这些限制是通过JVM和Java安全模型自动强制实施的,不需要用户手动设置。这为运行不信任的代码提供了一层额外的保护,以防止恶意活动和数据泄露。
通过这种方式,即使用户从不信任的或未知的来源下载了Applet,系统也能在一定程度上保护用户免受恶意软件的侵害。然而,需要注意的是,随着Web技术的发展,Java Applets已经不再被现代Web浏览器支持。
2.4 Java Applet的运行和安全架构1
关于Java Applet的运行和安全架构的一个简化图解。主要元素包括客户端(通常是Web浏览器)和服务器端(提供Applet的Web服务器)。具体来说:
2.4.1 服务器端
Java代码:用Java语言编写的源代码。
编译器(Compilateur):将Java代码编译成Java字节码。
Java字节码(Bytecode Java):编译后的代码,可以在任何有Java虚拟机的平台上运行。
2.4.2 客户端
字节码校验器(Vérificateur de byte code):验证字节码的有效性和安全性,防止恶意代码执行。

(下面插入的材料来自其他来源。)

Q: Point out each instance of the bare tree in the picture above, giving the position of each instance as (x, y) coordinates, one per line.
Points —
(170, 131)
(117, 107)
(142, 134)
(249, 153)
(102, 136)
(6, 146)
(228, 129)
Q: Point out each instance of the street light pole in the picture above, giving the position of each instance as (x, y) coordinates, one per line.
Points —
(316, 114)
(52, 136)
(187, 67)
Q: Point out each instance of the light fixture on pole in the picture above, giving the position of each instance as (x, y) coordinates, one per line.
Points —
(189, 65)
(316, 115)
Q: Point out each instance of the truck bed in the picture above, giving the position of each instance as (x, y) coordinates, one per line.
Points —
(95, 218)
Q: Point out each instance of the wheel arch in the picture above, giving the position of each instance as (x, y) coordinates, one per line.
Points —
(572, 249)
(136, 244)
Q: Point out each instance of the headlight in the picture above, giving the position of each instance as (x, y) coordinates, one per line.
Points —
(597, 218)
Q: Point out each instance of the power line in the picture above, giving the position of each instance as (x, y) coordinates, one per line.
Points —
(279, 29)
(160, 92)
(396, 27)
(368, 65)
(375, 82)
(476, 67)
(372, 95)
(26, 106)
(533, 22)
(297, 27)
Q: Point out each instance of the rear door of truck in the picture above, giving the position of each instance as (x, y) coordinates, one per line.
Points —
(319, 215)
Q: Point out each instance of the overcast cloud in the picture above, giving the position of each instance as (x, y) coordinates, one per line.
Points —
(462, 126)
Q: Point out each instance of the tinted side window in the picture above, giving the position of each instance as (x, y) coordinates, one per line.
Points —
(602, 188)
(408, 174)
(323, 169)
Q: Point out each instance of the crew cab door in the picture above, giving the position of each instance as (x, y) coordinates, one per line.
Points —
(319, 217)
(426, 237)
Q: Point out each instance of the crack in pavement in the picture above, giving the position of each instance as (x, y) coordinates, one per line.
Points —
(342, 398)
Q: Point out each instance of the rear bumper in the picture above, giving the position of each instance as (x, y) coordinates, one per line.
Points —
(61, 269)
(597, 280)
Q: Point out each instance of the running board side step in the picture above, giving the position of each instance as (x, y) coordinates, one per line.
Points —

类加载器(Chargeur de classe):负责加载Applet的字节码到Java虚拟机中。
安全管理器(Managuer de sécurité):控制Applet的执行权限,以防止它执行对系统安全有威胁的操作。
可执行的Applet:经过安全检查和加载后,Applet在客户端执行。
2.4.3 整个过程如下
开发人员编写Java代码并使用编译器将其转换为Java字节码。
这些字节码上传到Web服务器上,以便用户可以通过浏览器访问。
用户的浏览器下载Applet的字节码,然后由客户端的Java虚拟机执行。
在执行之前,字节码校验器会检查字节码,类加载器会加载Applet,安全管理器则确保执行过程不会危害到用户的计算机。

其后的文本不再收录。